Efficient Query Processing Over Web-Scale RDF Data

2019-01-17T14:37:51Z (GMT) by Amgad M. Madkour
The Semantic Web, or the Web of Data, promotes common data formats for representing structured data and their links over the web. RDF is the defacto standard for semantic data where it provides a flexible semi-structured model for describing concepts and relationships. RDF datasets consist of entries (i.e, triples) that range from thousands to Billions. The astronomical growth of RDF data calls for scalable RDF management and query processing strategies. This dissertation addresses efficient query processing over web-scale RDF data. The first contribution is WORQ, an online, workload-driven, RDF query processing technique. Based on the query workload, reduced sets of intermediate results (or reductions, for short) that are common for specific join pattern(s) are computed in an online fashion. Also, we introduce an efficient solution for RDF queries with unbound properties.
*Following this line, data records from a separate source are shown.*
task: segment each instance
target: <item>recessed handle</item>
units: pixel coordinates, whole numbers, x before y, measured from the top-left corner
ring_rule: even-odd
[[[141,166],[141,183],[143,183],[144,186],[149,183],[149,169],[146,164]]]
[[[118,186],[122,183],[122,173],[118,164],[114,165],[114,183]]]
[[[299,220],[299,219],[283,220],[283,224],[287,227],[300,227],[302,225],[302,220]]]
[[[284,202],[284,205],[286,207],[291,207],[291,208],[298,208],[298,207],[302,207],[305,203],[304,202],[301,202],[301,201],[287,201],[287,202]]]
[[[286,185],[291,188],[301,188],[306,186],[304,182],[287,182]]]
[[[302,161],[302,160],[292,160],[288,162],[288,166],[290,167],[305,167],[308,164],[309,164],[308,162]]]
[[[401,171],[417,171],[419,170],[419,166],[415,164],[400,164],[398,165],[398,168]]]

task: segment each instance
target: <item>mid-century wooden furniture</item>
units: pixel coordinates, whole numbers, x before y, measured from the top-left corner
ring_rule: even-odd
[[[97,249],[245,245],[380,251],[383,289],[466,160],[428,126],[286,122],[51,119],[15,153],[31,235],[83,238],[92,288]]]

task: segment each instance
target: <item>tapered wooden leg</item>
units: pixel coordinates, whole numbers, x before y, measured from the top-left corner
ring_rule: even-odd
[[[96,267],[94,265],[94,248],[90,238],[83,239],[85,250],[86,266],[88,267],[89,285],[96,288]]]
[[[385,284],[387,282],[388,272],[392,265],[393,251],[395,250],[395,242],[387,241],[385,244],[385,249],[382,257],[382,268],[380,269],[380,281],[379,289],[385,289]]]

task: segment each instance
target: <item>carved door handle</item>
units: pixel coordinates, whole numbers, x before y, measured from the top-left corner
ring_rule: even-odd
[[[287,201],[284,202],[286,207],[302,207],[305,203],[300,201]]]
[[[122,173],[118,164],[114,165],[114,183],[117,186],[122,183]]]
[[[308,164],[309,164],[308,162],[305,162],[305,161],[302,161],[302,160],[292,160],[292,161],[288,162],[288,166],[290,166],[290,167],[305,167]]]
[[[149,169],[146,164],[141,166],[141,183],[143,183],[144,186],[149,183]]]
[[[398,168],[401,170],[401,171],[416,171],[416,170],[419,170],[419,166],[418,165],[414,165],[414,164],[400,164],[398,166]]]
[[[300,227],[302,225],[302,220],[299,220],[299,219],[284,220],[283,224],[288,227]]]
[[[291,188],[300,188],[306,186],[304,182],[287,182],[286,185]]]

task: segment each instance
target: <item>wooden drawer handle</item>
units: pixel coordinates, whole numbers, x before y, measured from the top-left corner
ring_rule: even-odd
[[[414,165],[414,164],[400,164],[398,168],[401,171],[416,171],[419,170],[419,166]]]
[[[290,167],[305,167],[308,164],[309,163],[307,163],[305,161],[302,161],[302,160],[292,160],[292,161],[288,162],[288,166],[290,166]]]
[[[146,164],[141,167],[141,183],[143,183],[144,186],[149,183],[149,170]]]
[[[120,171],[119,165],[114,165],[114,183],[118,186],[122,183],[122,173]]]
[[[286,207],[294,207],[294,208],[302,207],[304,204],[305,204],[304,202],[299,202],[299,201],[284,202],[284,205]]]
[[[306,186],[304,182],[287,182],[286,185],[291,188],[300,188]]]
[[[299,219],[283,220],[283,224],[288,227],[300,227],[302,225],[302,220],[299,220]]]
The second contribution is SPARTI, a scalable technique for computing the reductions offline. SPARTI utilizes a partitioning schema, termed SemVP, that enables efficient management of the reductions. SPARTI uses a budgeting mechanism with a cost model to determine the worthiness of partitioning. The third contribution is KC, an efficient RDF data management system for the cloud. KC uses generalized filtering that encompasses both exact and approximate set membership structures that are used for filtering irrelevant data. KC defines a set of common operations and introduces an efficient method for managing and constructing filters. The final contribution is semantic filtering where data can be reduced based on the spatial, temporal, or ontological aspects of a query. We present a set of encoding techniques and demonstrate how to use semantic filters to reduce irrelevant data in a distributed setting.